As Saudi jets pummelled Houthi rebel targets around the Yemeni capital Sana’a, Prince Mohammed bin Salman Al Saud was co-ordinating the strikes from the Saudi military’s operations centre.
The surprise assault is meant to stem the rapid advance of the Zaydi Shia militia that, allied with former president Ali Abdullah Saleh, has brought the Sunni Gulf allied-Yemeni government to the brink of extinction.
Saudi television broadcast looped footage of the 30-year-old defence minister on the phone, receiving briefings from high-ranking personnel before showing pilots studying flight plans and F-16s taking off from their desert bases.
Such patriotic propaganda has become commonplace in the Gulf as these well-armed states pursue increasingly muscular, adventurist foreign policies.
MbS — the moniker bestowed on him by diplomats — is emerging as the youthful embodiment of this new Saudi strategy.
War in Yemen could prove to be a pivotal moment for the young prince, who is said to have become a favourite of his father because of his work ethic.
“This is the test of his life — he has to prove himself,” says Abdulkhaleq Abdullah, a Dubai-based political analyst. “For new princes, it is all about delivering and earning it.”
The prince’s sudden promotion to defence minister, head of the royal court and economic policy co-ordination chief when his father Salman became king in January surprised foreign diplomats and Saudis alike.
Over the past five years, the tall and imposing MbS has been at his father’s side as a special adviser and personal gatekeeper to his court. His decisiveness impressed the then crown prince and made MbS a family favourite.
In the traditional majlis, where citizens petition rulers over grievances and financial requests, MbS proved himself as a tireless worker and administrator.
During this grooming period, his father took over the defence ministry on the death of his older brother, Sultan, in 2011, allowing MbS to wield some influence.
Once known for a propensity to throw his weight about in business dealings, his allies say the prince has matured since marrying and having children.
After the death of King Abdullah in January, his ageing father has given MbS serious power — as evidenced by his starring role in one of the kingdom’s most assertive foreign policy moves for years.
“This Yemen operation could make or break him at a very young age but MbS will get 100 per cent of his father’s support,” says Robert Lacey, author of The Kingdom: Arabia and The House of Saud.
“Salman may be losing some energy with age but clearly there has been a fresh vitality, for good or ill, injected into Saudi policy since he took over. Decisions have been pushed through quickly and hard,” he added.

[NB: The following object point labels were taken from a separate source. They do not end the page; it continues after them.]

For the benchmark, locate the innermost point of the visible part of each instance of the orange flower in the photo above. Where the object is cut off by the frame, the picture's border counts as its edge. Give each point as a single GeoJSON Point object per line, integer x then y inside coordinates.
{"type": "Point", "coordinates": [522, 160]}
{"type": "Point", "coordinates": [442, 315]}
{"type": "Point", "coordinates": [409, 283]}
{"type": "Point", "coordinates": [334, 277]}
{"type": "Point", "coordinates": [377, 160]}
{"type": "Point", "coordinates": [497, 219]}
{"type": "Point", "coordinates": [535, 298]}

King Salman, who has lavished handouts on his people despite a collapse in oil revenues, has also restructured top decision-making bodies. MbS has become part of a trio of top security officials, as well as the economic development tsar.
A vast swath of economic policy falls under MbS’s purview in his role as chairman of the Council of Economic Development Affairs, a kitchen cabinet tasked with reforming and boosting an economy that remains too oil dependent and is failing to create enough jobs for the country’s youth.
As well as the Yemeni campaign abroad, the prince’s attempts to grow the economy may well define his success or failure.
These include Sultan, the kingdom’s first astronaut; Abdulaziz, second-in-command at the Saudi oil ministry; Faisal, Medina’s governor who, for his Oxford doctorate, studied Saudi-Iranian relations in the late 1960s as the UK quit the Gulf; and Khaled, who has been flying bombing sorties against the Islamic State in Iraq and the Levant, or Isis.
Though MbS is in charge of defence, other royals have key roles in the country’s security infrastructure.
The late King Abdullah’s son, Muteb, retains control over the national guard, the kingdom’s most effective security force. Mohammed bin Nayef, or MbN, selected over Muteb as the first in line to the throne from the younger generation as deputy crown prince, has continued as interior minister.
As such, MbN remains the senior security official, responsible for co-ordinating internal security policies against domestic terrorism. He also holds a special Yemeni brief, alongside the foreign ministry.
The television footage of the Yemen operation pictured MbS showing MbN around the operations room. It conveyed that the more experienced interior minister was overseeing his younger cousin, the new defence minister.
But the overriding impression is of the rapid rise of a young prince, moving from local politics to the global stage.
Observers who expected MbS’s time at the defence ministry to focus on handling procurement may have to adjust their expectations: co-ordinating the attack on Yemen has turned the prince into a man of action.